La densidad de las palabras

Mi hermana, dice, se parecía a padre. Yo –dicen– era el vivo retrato de madre, genio y figura. "Como todo el mundo quiere generalmente a quien se le asemeja, esta madre adoraba a su hija mayor y sentía al mismo tiempo una espantosa aversión por la menor. La hacía comer en la cocina y trabajar constantemente". Así al menos reza el cuento, parábola o fábula, como quieran llamarlo, que se ha escrito sobre nosotras. Se lo puede tomar al pie de la letra o no, igual la moraleja final es de una perversidad intensa y mal disimulada.

Padre, en el momento de narrarse la historia, ya no estaba más acá para confirmar los hechos.

El hada tampoco.

Porque hada hubo, según parece. Un hada que se desdobló en dos y acabó mandándonos a cada una de las hermanas a cumplir con feracidad nuestros destinos dispares. Destinos demasiados esquemáticos. Intolerables ambos.
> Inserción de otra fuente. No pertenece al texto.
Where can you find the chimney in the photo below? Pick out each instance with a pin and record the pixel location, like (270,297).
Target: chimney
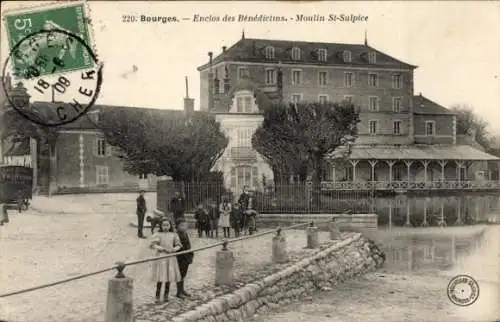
(210,83)
(227,81)
(188,102)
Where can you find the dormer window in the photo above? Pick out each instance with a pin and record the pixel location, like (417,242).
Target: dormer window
(372,57)
(269,52)
(296,53)
(322,54)
(347,56)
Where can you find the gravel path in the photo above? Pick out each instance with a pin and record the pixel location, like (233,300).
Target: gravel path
(41,248)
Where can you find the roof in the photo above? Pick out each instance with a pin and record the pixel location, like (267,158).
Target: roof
(424,106)
(48,110)
(253,50)
(421,152)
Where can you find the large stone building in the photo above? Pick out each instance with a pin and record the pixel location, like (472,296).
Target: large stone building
(405,141)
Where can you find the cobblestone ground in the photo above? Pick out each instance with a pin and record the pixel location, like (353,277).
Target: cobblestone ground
(42,245)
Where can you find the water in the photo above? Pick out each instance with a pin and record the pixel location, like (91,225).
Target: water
(432,211)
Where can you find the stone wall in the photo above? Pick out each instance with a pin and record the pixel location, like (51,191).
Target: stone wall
(340,260)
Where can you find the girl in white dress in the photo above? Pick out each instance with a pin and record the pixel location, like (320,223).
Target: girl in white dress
(225,216)
(165,270)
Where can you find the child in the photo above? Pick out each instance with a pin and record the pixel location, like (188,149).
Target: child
(224,220)
(202,221)
(165,270)
(213,214)
(236,219)
(184,260)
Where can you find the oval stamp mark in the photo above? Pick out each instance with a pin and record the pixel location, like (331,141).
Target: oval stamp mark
(463,290)
(58,94)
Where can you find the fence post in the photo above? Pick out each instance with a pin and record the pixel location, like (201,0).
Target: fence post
(334,229)
(279,248)
(119,306)
(312,236)
(224,261)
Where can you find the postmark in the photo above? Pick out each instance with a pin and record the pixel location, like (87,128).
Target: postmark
(44,90)
(463,290)
(69,18)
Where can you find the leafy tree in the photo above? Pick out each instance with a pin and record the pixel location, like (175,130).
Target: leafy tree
(468,120)
(164,143)
(296,138)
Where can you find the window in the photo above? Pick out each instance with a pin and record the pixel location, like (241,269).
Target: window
(243,72)
(373,127)
(396,104)
(296,98)
(348,98)
(348,80)
(270,76)
(347,56)
(100,148)
(244,137)
(372,80)
(323,98)
(396,81)
(429,128)
(396,127)
(296,53)
(102,175)
(372,57)
(373,104)
(270,52)
(322,78)
(296,76)
(322,54)
(244,104)
(244,176)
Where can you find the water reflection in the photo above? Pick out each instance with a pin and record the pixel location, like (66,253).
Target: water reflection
(435,250)
(424,211)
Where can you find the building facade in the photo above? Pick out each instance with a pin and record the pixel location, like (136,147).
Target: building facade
(79,160)
(405,141)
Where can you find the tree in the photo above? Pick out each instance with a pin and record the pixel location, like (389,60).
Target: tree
(468,121)
(296,138)
(164,143)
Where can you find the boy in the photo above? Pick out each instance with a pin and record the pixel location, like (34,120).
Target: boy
(213,214)
(236,219)
(202,221)
(184,260)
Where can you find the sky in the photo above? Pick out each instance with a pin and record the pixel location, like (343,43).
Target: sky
(455,44)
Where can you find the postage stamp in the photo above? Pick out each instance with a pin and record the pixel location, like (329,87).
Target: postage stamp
(69,18)
(52,61)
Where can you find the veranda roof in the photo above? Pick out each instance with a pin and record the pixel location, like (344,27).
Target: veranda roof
(422,152)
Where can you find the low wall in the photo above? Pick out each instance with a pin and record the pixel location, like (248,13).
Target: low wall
(339,260)
(355,222)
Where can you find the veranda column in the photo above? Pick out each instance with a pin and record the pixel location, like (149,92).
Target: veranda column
(425,163)
(390,164)
(442,163)
(425,223)
(459,211)
(408,210)
(408,169)
(354,163)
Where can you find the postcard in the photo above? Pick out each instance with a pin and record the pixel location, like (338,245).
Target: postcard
(249,161)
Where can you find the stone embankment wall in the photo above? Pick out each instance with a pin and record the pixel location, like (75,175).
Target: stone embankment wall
(352,256)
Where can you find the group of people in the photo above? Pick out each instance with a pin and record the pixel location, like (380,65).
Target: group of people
(172,236)
(236,216)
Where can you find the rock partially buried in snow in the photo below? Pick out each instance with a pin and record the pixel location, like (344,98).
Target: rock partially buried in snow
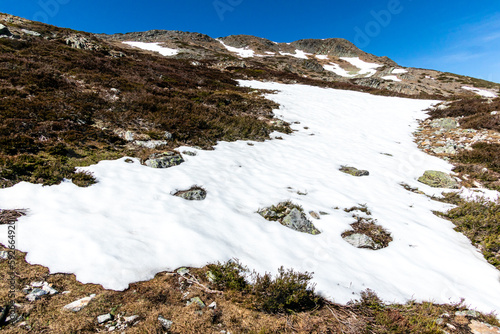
(193,194)
(445,123)
(298,221)
(164,160)
(362,241)
(104,318)
(438,179)
(35,294)
(165,323)
(354,171)
(79,304)
(4,31)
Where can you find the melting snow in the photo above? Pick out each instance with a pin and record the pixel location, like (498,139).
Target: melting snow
(481,92)
(391,77)
(154,47)
(335,68)
(367,69)
(128,226)
(399,71)
(298,54)
(242,52)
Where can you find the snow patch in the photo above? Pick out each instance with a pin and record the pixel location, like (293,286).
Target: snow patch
(242,52)
(482,92)
(128,226)
(335,68)
(391,77)
(298,54)
(164,51)
(366,69)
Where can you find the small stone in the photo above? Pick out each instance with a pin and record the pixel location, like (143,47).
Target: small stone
(361,241)
(438,179)
(104,318)
(298,221)
(190,153)
(35,294)
(314,215)
(79,304)
(164,160)
(354,171)
(129,136)
(4,255)
(4,31)
(477,327)
(130,319)
(196,300)
(166,324)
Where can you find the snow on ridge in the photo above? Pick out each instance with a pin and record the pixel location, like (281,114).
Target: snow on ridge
(399,71)
(164,51)
(391,77)
(242,52)
(298,54)
(335,68)
(128,226)
(482,92)
(367,69)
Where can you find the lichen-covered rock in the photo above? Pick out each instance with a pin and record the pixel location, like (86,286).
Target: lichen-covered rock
(354,171)
(164,160)
(298,221)
(4,31)
(362,241)
(193,194)
(438,179)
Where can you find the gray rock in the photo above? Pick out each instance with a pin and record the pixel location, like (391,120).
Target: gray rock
(298,221)
(4,31)
(164,160)
(4,255)
(190,153)
(129,136)
(197,301)
(193,195)
(166,324)
(361,241)
(35,294)
(79,304)
(104,318)
(447,123)
(150,143)
(354,171)
(30,32)
(438,179)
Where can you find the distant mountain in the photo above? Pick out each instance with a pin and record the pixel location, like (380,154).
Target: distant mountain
(329,60)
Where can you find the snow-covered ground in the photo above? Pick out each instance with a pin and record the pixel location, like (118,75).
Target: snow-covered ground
(482,92)
(128,226)
(164,51)
(366,69)
(335,68)
(391,77)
¿Qué clase de hermanas fuimos? Qué clase de hermanas me pregunto. Y otras preguntas más: ¿quién quiere parecerse a quién? ¿Quién elige y por qué?

Bella y dulce como era, se cuenta –parecida a nuestro padre muerto, se cuenta–, mi hermana en su adolescencia hubo de pagar los platos rotos o más bien lavarlos, y fregar e ir dos veces por día a la lejana fuente en procura de agua. Parecida a madre, la muy presente, tocome como ella ser la mimada, la orgullosa, la halagada, la insoportable y caprichosa, según lo cuenta el tal cuento.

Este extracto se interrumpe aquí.